Auch wenn der Nulltarif im ÖPNV zur Zeit bedingt durch Erfolgsmeldungen aus dem belgischen Hasselt oder durch Nachahmer in der Bundesrepublik Deutschland mit Templin und Lübben in die Diskussion gekommen ist, so handelt es sich lediglich um eine "Renaissance" der Thematik. Die Ursprungsidee der kostenlosen Benutzung von Bussen und Bahnen stammt schon aus den siebziger Jahren und war auch zu dieser Zeit Mittelpunkt angeregter Argumentationen. Besonders vor dem Hintergrund sozialpolitischer und vor allem verkehrspolitischer Ziele wurde der Nulltarif diskutiert. Gerade letzteres hat im Zusammenhang mit Überlegungen zum Schutz der Umwelt höchst zeitgemäßen Charakter.
Unter sozialpolitischen Gesichtspunkten wurde angeführt, dass der Nulltarif als ein Instrument der Einkommensumverteilung dienen könnte. Vom Nulltarif würden überwiegend die Bezieher niedriger Einkommen profitieren, da sie zu der Hauptnutzergruppe des öffentlichen Verkehrs gehörten. Finanzierte sich der Nulltarif über den öffentlichen Haushalt und somit beispielsweise über Steuern des Einkommens, könnten somit höhere Einkommensklassen belastet werden. Es ist jedoch zu vermuten, dass sich die schon damals angenommene Vorliebe des eigenen Pkws als Statussymbol von "Wenigverdienern" auch auf heutige Sicht übertragen lässt. Umgekehrt ist auch zu beachten, dass sich aufgrund des heutigen gestiegenen Umweltbewusstseins auch mittlere und höhere Einkommensschichten zur Benutzung des ÖPNVs entscheiden. Schlussfolgernd könnte man sagen, dass der Nulltarif im ÖPNV allen zu gute käme, und das auch alle (natürlich kann man soziale Härten berücksichtigen) in gleichem Maße zu dessen Finanzierung herangezogen werden könnten.

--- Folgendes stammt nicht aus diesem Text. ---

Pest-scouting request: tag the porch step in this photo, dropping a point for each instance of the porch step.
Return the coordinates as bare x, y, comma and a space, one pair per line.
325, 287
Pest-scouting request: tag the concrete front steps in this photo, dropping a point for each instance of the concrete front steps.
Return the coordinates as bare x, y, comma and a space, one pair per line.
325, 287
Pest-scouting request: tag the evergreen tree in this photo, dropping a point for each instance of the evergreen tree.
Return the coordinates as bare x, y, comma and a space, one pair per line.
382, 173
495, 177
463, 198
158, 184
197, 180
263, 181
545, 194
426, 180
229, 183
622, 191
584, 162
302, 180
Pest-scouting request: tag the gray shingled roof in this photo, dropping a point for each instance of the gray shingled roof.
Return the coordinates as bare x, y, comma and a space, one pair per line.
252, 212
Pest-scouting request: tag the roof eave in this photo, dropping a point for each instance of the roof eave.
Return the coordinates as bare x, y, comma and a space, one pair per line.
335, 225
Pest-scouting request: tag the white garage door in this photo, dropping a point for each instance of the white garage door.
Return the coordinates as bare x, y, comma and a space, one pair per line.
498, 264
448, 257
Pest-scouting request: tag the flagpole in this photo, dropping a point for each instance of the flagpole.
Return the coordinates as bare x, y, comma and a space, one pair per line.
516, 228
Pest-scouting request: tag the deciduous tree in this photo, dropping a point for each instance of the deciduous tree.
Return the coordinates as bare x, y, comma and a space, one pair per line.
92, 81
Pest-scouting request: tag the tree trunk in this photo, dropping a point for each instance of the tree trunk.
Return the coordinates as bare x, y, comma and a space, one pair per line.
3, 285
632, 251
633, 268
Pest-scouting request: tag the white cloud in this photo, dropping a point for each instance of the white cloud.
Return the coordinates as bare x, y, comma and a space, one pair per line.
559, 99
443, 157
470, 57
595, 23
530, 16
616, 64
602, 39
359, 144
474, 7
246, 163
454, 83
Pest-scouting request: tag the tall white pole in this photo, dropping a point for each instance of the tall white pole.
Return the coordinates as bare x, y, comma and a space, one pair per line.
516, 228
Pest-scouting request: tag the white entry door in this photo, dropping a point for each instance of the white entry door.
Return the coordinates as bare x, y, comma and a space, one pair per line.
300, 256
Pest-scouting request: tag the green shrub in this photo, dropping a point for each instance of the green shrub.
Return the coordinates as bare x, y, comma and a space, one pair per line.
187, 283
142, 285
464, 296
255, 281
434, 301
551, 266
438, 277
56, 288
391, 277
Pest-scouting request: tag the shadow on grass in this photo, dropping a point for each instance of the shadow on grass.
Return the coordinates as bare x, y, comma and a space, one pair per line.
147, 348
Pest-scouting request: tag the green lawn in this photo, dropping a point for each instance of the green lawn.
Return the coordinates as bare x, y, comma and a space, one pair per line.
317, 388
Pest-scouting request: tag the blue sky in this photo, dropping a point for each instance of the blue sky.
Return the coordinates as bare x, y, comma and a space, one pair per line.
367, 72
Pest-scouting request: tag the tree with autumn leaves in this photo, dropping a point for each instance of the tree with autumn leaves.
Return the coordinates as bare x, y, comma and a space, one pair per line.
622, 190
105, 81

Schon in der damaligen Diskussion und durch den unaufhörlich fortschreitenden individuellen Motorisierungsgrad auch heute, steht das verkehrspolitische Ziel der Erwirkung eines Modal-Shifts vom MIV zum ÖPNV mit weitem Abstand zu den anderen im Vordergrund:
Da heute von keinen gleichen Wettbewerbsbedingungen für MIV und ÖPNV gesprochen werden kann, kann die Selbstregulierung des Marktes hier nicht zur Anwendung kommen. Zu den Wettbewerbsverzerrungen kommt es, da sich externe Kosten des MIV, wie z.B. Umwelteffekte, nicht in dessen Benutzerpreisen widerspiegeln. Verschlimmernd kommt noch hinzu, dass durch nicht realisierte Kosten in den meisten Fällen noch nicht mal die ermittelbaren Kosten der Pkw-Benutzung mit den ÖPNV Tarifen verglichen werden, sondern zumeist nur ein Bruchteil, nämlich die reinen Benzinkosten. Auf diese Tatsache ist es auch zurückzuführen, dass gerade der öffentliche Verkehrsträger subventioniert und dadurch die Wettbewerbsverzerrung reduziert werden soll. Der Nulltarif (sozusagen eine Vollsubventionierung) würde somit den maximalen tarifischen Anreiz zur Nutzung des ÖPNV geben.
Kommt es durch diesen maximalen Anreiz dann tatsächlich zu Verlagerungen (positive Einschätzungen räumen ein Verlagerungspotential von 40% ein), so führt das zu einer Verringerung der sozialen Kosten durch weniger Unfälle, geringere Umweltbelastungen und Straßenentlastungseffekten.
Textauszüge aus "Wirkungsanalyse des Nulltarifs im ÖPNV am Beispiel der Stadt Darmstadt" (Kalbow, 2001)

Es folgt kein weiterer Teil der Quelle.